April 23, 2008 – 7:36 pm

Commodity prices for agricultural products are rising - which is a troublesome sight for many least-developed and developing countries. Riots over the prices of basic food items, such as rice, wheat, corn, are threatening to destabilize many countries around the world. The development programmes of the United Nations and various other international organizations are saying they need more money to accomodate the increasing rallies in these markets.

Just today, a Spiegel-Article blamed some of the price hikes on speculation in the futures market. Futures are contracts for to buy or sell something (for instance a certain volume of an agricultural product) at a certain time in the future.
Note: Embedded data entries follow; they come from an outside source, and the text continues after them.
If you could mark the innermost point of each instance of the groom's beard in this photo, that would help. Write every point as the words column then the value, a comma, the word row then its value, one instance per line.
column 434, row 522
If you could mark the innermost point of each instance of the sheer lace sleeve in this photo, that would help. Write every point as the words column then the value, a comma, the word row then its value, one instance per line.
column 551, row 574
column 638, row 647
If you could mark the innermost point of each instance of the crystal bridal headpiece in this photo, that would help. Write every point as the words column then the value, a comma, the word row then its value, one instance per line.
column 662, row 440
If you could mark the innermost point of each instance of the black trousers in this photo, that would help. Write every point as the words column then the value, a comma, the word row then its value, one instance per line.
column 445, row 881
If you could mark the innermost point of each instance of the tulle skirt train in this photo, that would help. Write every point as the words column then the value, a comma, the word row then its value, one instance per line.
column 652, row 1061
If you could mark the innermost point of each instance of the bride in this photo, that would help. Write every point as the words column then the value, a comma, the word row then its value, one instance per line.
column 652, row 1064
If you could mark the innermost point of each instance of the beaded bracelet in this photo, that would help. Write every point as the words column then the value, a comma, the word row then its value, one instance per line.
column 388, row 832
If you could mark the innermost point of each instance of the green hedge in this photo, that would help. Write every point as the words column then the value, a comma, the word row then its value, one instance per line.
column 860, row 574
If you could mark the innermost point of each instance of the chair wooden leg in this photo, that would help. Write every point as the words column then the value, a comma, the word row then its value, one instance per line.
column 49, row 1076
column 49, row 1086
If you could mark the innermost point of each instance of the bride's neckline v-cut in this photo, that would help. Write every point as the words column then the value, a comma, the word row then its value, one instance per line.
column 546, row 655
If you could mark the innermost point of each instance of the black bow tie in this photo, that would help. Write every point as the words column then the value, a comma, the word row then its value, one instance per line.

In John C. Hulls Book on Futures and Options three types of traders in the future markets are indentified:

  • Hedgers, which uses futures to minimize risk about the development of a price in a certain market, such as the producers or sellers of the products in these markets;
  • Speculators, which bet that a certain price is going into a certain direction;
  • Arbitrageurs which want to create riskless profit by trading in various markets at the same time.

All three types are necessary to keep financial markets efficient and functioning.

Without arbitrageurs, markets for the same product would have different prices and producers and byers have to continously assess which markets are better. Because of arbitration most market participants can assume that market prices are reflecting true market conditions, from supply and demand.

Speculators are necessary because they not only reflect today’s demand and supply but also future demand and supply. In other words, speculators make markets sustainable in the long run.When speculators bet on rising food prices, it is not because they want to harm the poor in the least-developing countries. They simply recognize that demand is exceeding supply in some of these markets. But is that necessary bad?

  1. Food prices are rising because a large number of people in developing countries can now afford to buy food which was too expensive for them a decade ago. Rising food prices reflect growing wealth, it means that millions of people are being lifted out of poverty.
  2. Food prices are rising because more and more agricultural production is used for producing biofuel. This is also too be welcomned, it means a more sustainable energy source for transport and mobility.
  3. High food prices means that the agricultural industry in developed countries will need less and less subsidies from governments. This opens the door for a compromise in the Doha Development Agenda at the WTO, where high agricultural subsidies of developed countries where always the biggest obstacle to moving forward (see this article at the Center for Global Development - via Dani Rodrik).
  4. High food prices means that ecological farming can be more competitive because they can either match the price of traditional farming products or even charge an additional premium for ecological agriculture.
  5. High food prices encourages local trade because local farmers in developed countries can easier compete with low-cost farmers in developing countries because demand is going up for both of them.
  6. High food prices can contribute to rural development in developed and developing countries and reduce the flux of people into the big metropolis of this world.
  7. Famine and starvation do not result from high food prices, but from poverty and reliance on food-imports. High food prices should be an incentive to develop local farming in developing countries as well.
  8. Bilateral agreements for agricultural products and export restrictions which are caused by high food prices will not do anything to alleviate the problems of some countries, in fact they simply push the food prices to the consumers, especially the poorest in least-developed countries.

High food prices are not necessarily a problem. The real problem is that political power also shapes these markets. So while the economic and political power of the developed world shapes the agricultural markets as well, consumers in the developed countries will have to bear only moderate price increases while consumers in the least-developed countries will feel the full force of price increases. This is the real injustice in the agricultural markets.